# First Topic Modeling with Gensim
Update: 12.04.2021<br>
Mai Vu

In [1]:
#Basic libraries
import pandas as pd
import numpy as np
import matplotlib.pyplot as plt
import numpy as np
from collections import defaultdict
import random

#Libraries for lemmatization
import nltk
import re
from nltk.corpus import stopwords
from nltk.stem import WordNetLemmatizer

#Lirary to check the language in text
from langdetect import detect

#Libraries for topic modeling
import gensim
from gensim import corpora
import pprint
from gensim import models
from gensim.models.ldamodel import LdaModel
from gensim.test.utils import datapath

## 1. Read the data

In [2]:
eng_data = pd.read_csv('eng_theseus_abstract.csv')
print('Number of rows before deleting non-English abstracts: ', len(eng_data))

#Data was extracted from the raw data with conditions such as 'language' = 'en'.
#But still there are Finnish, Swedish, even Chinese abstracts in the dataset.
#Here, those are deleted using langdetect library
eng_data = eng_data[eng_data['abstract_en'].map(detect) == 'en']
print('Number of rows after: ', len(eng_data))

Number of rows before deleting non-English abstracts:  11528
Number of rows after:  11506


## 2. Preprocess the data

In [3]:
#Create eng_stopwords set and lemmatizer from NLTK library
eng_stopwords = set(stopwords.words('english'))
eng_stopwords.update('also', 'used')
lemmatizer = WordNetLemmatizer()

#Tokenization and delete punctuation, number, and stopwords
abstracts = [[lemmatizer.lemmatize(word) for word in nltk.word_tokenize(abstract.lower())
                                     if word.isalpha() and word not in eng_stopwords]
              for abstract in eng_data['abstract_en']]
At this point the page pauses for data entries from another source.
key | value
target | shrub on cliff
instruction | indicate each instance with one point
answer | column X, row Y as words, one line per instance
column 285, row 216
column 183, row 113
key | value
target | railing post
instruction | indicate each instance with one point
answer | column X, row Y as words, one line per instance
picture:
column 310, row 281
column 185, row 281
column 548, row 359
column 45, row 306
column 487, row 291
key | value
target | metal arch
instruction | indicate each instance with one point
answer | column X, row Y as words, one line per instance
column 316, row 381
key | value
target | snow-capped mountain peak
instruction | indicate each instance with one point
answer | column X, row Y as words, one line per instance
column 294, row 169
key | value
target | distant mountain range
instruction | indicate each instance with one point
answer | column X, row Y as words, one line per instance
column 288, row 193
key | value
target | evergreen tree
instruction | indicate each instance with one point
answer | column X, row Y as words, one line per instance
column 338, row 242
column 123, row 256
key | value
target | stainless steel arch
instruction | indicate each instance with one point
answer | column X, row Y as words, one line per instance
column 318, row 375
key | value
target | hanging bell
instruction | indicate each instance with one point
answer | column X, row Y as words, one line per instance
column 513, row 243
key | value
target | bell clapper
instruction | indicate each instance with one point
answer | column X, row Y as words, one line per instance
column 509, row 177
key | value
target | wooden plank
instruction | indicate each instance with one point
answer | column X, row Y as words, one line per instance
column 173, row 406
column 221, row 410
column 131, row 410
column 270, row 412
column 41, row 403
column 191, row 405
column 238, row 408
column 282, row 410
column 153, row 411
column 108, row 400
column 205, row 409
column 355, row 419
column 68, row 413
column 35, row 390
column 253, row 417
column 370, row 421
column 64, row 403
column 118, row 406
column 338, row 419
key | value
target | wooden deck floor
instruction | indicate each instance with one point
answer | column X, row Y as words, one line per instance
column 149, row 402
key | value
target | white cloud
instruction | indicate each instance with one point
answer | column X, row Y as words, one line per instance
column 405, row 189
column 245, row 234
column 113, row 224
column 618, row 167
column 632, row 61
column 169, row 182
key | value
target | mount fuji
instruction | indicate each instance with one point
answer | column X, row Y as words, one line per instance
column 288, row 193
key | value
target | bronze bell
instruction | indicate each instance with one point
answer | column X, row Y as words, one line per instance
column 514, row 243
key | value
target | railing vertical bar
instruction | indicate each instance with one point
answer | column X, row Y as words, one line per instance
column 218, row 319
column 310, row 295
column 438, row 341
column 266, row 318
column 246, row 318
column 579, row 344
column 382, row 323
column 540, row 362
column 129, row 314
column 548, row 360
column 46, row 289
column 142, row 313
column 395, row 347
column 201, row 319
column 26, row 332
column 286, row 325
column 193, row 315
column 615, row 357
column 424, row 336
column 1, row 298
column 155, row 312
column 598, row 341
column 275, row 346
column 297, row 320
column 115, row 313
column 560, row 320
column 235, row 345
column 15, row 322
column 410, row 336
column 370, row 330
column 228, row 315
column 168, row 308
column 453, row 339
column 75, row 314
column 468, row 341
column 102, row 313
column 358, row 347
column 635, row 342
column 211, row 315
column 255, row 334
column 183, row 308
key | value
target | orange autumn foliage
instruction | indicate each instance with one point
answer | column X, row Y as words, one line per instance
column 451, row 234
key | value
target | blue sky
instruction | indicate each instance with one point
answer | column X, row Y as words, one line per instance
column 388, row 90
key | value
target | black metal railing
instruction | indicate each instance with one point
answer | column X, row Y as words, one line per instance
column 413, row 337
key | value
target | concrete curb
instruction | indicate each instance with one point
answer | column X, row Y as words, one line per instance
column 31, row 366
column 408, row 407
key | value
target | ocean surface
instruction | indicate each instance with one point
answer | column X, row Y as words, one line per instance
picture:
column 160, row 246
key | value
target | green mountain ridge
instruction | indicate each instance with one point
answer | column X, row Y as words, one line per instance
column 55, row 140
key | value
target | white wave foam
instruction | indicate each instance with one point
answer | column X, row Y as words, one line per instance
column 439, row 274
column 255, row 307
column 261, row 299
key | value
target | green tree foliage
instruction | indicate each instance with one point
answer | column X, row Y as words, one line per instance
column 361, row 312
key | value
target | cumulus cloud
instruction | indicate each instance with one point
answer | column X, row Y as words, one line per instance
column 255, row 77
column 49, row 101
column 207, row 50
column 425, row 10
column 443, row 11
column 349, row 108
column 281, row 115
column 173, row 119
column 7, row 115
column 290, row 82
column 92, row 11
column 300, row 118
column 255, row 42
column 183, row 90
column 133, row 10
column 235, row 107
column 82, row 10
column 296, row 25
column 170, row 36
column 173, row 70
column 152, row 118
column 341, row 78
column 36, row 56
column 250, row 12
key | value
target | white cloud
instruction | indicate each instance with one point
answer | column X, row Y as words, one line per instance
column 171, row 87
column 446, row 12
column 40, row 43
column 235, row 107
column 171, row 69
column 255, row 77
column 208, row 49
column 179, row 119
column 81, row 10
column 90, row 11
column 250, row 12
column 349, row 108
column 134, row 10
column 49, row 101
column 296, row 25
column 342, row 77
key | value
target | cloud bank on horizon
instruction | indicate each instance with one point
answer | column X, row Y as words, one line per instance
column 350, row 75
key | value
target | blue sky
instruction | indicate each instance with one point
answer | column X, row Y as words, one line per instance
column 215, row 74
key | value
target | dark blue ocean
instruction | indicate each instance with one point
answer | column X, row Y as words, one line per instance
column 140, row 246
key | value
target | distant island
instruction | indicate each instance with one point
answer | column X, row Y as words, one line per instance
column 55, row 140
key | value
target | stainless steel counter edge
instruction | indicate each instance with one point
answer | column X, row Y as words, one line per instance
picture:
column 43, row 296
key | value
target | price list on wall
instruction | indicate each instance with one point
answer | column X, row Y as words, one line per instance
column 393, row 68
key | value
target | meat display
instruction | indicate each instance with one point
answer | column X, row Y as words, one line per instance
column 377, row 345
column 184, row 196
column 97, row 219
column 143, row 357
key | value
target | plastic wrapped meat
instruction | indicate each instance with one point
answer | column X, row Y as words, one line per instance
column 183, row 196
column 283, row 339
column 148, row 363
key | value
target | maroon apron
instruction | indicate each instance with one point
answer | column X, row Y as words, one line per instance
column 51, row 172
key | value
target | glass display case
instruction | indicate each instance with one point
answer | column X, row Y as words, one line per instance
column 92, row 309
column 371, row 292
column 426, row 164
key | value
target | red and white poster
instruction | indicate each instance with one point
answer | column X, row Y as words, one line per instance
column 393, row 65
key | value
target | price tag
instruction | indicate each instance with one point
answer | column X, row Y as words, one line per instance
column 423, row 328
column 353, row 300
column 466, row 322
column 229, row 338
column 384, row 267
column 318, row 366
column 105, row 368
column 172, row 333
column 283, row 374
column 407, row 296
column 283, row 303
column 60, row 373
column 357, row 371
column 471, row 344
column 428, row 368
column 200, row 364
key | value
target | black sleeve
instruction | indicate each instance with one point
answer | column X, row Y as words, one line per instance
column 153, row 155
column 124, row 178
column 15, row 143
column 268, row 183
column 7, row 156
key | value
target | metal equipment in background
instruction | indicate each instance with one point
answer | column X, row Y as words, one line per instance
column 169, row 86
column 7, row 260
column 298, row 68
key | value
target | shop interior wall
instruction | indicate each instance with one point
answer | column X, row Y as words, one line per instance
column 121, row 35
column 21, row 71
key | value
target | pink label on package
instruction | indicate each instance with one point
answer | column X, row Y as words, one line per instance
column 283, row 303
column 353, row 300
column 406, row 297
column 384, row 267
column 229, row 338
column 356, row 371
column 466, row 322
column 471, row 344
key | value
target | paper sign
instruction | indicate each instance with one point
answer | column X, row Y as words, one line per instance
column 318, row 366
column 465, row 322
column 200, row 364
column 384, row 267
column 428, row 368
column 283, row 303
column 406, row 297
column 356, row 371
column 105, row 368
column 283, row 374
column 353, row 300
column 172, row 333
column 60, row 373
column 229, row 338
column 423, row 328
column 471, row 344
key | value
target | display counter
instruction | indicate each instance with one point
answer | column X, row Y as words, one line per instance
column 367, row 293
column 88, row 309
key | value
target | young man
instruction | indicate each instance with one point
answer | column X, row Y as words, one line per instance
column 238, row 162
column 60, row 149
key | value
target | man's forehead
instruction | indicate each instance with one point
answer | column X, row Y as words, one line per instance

#Some words appear very few times. If we count all words, there will be 32k unique tokens.
#Here, we delete words that appear less than 3 times. Thus, unique tokens are nearly 16k.
count = defaultdict(int) #Count word frequencies
for abstract in abstracts:
    for token in abstract:
        count[token] += 1
processed_abstracts = [[token for token in abstract if count[token] > 2] for abstract in abstracts]

## 3. Converting corpus into list of vectors

In [4]:
dictionary = corpora.Dictionary(processed_abstracts)
print(dictionary)

Dictionary(15746 unique tokens: ['aaltonen', 'activity', 'actual', 'aim', 'also']...)


In [5]:
#Create the bag of words for all documents
bow_corpus = [dictionary.doc2bow(abstract) for abstract in processed_abstracts]

#Print first 20 words in a random abstract
pprint.pprint(bow_corpus[random.randint(0, 1000)][:20])

[(19, 2),
 (24, 1),
 (40, 1),
 (45, 1),
 (60, 2),
 (65, 1),
 (73, 1),
 (149, 1),
 (155, 3),
 (167, 2),
 (224, 1),
 (228, 1),
 (252, 1),
 (299, 2),
 (301, 1),
 (316, 1),
 (342, 2),
 (346, 1),
 (467, 1),
 (471, 1)]


## 4. LDA Model with 10 topics

In [6]:
LDA_model = LdaModel(bow_corpus, num_topics = 10, id2word = dictionary, passes = 30)

In [7]:
LDA_model.print_topics()

[(0,
  '0.012*"study" + 0.011*"research" + 0.010*"country" + 0.008*"risk" + 0.007*"financial" + 0.007*"data" + 0.006*"economic" + 0.006*"impact" + 0.006*"economy" + 0.005*"also"'),
 (1,
  '0.020*"research" + 0.017*"tourism" + 0.012*"survey" + 0.010*"consumer" + 0.010*"thesis" + 0.010*"study" + 0.010*"result" + 0.009*"hotel" + 0.008*"questionnaire" + 0.007*"restaurant"'),
 (2,
  '0.021*"company" + 0.021*"process" + 0.020*"management" + 0.017*"study" + 0.014*"research" + 0.014*"case" + 0.013*"thesis" + 0.012*"project" + 0.010*"employee" + 0.009*"organization"'),
 (3,
  '0.027*"health" + 0.024*"care" + 0.020*"study" + 0.015*"patient" + 0.015*"nurse" + 0.010*"research" + 0.010*"nursing" + 0.009*"review" + 0.009*"literature" + 0.009*"used"'),
 (4,
  '0.019*"student" + 0.012*"study" + 0.010*"thesis" + 0.009*"university" + 0.009*"work" + 0.009*"education" + 0.008*"research" + 0.008*"finland" + 0.007*"also" + 0.007*"group"'),
 (5,
  '0.019*"energy" + 0.011*"waste" + 0.010*"thesis" + 0.010*"wat

- Some topics are quite well-defined, such as topic 1 (Tourism), topic 3 (Healthcare), topic 8 (Information Technology), topic 9 (Marketing), 
- Some topics, such as 0, 2, and 4, are not so clear.
- Some meaningless keywords appear, such as "thesis", "used", "also", "part", "work". Might need to delete in the preprocessing stage.